SMS activation platform
August 2025
4 min read
Backend Engineer
Client confidential
Automated Expiry Detection for Virtual Numbers
Built an automated expiry detection and refund system for temporary virtual numbers using Redis sorted sets when the provider offered no webhook support.
~95%
Polling Reduction
99.9%+
Refund Accuracy
500+/hr
Order Volume
Some clients prefer not to be named publicly. We honor that. These write-ups describe the problem, our approach, and the outcome. Never confidential details.
Written by
Relev Works EngineeringBackend EngineerAt a glance
Problem
Temporary virtual numbers expired silently when unused. The provider sent no webhooks, so expired orders stayed active internally, users were not refunded automatically, and manual reconciliation became routine.
Approach
Time-ordered expiry tracking with Redis sorted sets and a background worker that processes only due entries. Provider verification on expiry, idempotent refunds with database locks and Redis idempotency keys.
Result
Expired numbers handled automatically without provider support. Manual reconciliation eliminated. Refund accuracy reached 99.9%+ with idempotency guards. Stable under 500+ concurrent orders per hour.
Write-up
Context
The SMS activation platform allowed users to purchase temporary virtual phone numbers for receiving SMS verification codes. The workflow was:
- User purchases a number for a specific service (e.g., WhatsApp, Telegram)

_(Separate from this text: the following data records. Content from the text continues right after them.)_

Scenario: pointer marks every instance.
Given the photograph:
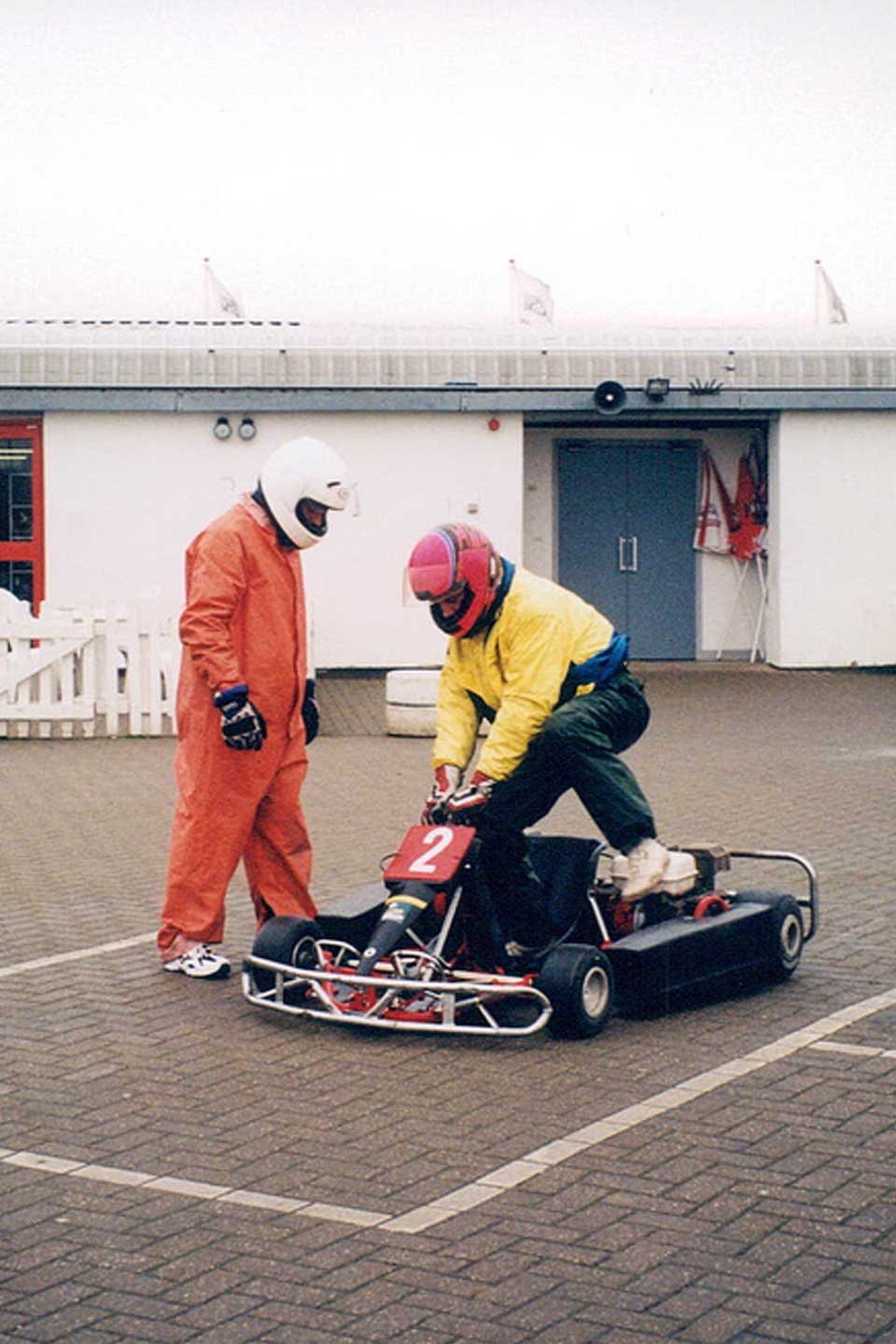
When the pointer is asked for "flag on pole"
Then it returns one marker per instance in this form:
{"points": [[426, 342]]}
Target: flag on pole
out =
{"points": [[220, 296], [835, 311], [531, 299]]}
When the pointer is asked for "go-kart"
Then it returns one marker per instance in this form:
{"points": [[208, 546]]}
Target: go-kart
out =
{"points": [[422, 947]]}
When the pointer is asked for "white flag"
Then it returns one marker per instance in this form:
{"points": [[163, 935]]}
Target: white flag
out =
{"points": [[531, 299], [835, 311], [220, 296]]}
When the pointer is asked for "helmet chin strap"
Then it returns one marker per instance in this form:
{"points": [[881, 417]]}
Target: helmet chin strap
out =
{"points": [[259, 495]]}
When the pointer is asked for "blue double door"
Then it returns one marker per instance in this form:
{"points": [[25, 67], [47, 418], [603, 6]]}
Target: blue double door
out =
{"points": [[626, 515]]}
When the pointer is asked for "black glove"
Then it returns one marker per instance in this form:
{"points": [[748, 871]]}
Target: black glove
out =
{"points": [[311, 714], [242, 726], [464, 806], [445, 782]]}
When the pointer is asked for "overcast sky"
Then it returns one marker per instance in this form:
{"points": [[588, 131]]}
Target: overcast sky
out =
{"points": [[653, 161]]}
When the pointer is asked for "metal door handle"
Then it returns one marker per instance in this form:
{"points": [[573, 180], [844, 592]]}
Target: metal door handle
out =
{"points": [[627, 565]]}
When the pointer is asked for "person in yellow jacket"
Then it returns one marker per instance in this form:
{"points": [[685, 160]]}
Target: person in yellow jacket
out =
{"points": [[550, 674], [246, 708]]}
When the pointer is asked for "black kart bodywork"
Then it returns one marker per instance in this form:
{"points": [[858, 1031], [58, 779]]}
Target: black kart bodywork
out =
{"points": [[422, 949]]}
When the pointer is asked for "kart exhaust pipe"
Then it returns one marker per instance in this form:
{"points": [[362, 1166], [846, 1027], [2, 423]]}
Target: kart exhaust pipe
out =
{"points": [[402, 910]]}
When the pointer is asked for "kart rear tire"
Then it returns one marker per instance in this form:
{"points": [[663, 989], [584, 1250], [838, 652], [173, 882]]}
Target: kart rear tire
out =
{"points": [[789, 940], [578, 981], [788, 935], [289, 940]]}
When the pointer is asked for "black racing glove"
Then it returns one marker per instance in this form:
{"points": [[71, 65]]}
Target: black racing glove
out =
{"points": [[242, 726], [311, 714]]}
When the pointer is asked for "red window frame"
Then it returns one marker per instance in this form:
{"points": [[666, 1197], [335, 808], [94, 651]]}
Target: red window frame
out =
{"points": [[33, 550]]}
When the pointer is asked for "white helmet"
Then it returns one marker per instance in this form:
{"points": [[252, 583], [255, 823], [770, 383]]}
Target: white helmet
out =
{"points": [[297, 482]]}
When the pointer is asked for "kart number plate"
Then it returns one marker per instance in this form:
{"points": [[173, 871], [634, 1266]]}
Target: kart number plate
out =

- System requests number from third-party provider via API
- Number is active for a fixed duration (typically 10-20 minutes)
- User receives SMS verification code on that number
- System releases the number after successful verification or expiration
The provider's API handled number provisioning and SMS forwarding but provided no event notifications for number lifecycle changes. All status checks required polling their REST API.
Problem
When a user purchased a virtual number:
- The provider issued the number successfully
- Each number had a known expiration time
- If unused, the number expired silently
- The provider did not notify our system
This caused several issues:
- Expired numbers remained active internally
- Users were not refunded automatically
- Manual reconciliation became necessary
- Periodic polling of all active orders was inefficient and expensive
The system needed a reliable way to detect expirations without introducing excessive API calls or database load.
Constraints
The solution needed to satisfy the following conditions:
- Expiration time was known at purchase
- Provider APIs could be slow or inconsistent
- Refunds must never execute more than once
- The system already processed concurrent orders
- Background processing had to be lightweight and predictable
- Could not poll the provider API for every active order continuously
- Database queries for time-based filtering would not scale efficiently
Solution
We introduced a time-ordered expiry system using Redis sorted sets instead of database-based polling.
Approach
When a number was purchased:
- The expiration timestamp was calculated based on provider-specified duration
- A small buffer (+30 seconds) was added to account for provider delays
- The order ID was inserted into a Redis sorted set using the expiry timestamp as the score
A background worker continuously monitored only the earliest expiring entries instead of scanning all active orders:
# Worker polls for expired entries
def check_expirations():
current_time = time.time()
# Get orders expiring up to current time
expired_orders = redis.zrangebyscore(
'number_expirations',
min=0,
max=current_time,
start=0,
num=100 # Process in batches
)
for order_id in expired_orders:
process_expiration(order_id)
# Remove from sorted set after processing
redis.zrem('number_expirations', order_id)When an expiry time was reached:
- The worker verified the order status via the provider API
- If fulfilled (SMS received), the order was closed normally
- If expired and unused, a refund process was triggered
Key decisions
Redis sorted sets over database queries
Database queries using WHERE expiry_time <= NOW() would require full table scans or complex indexing. Redis sorted sets provide O(log N) range queries by score and are optimized for time-series data. The worker only queries entries that need immediate action.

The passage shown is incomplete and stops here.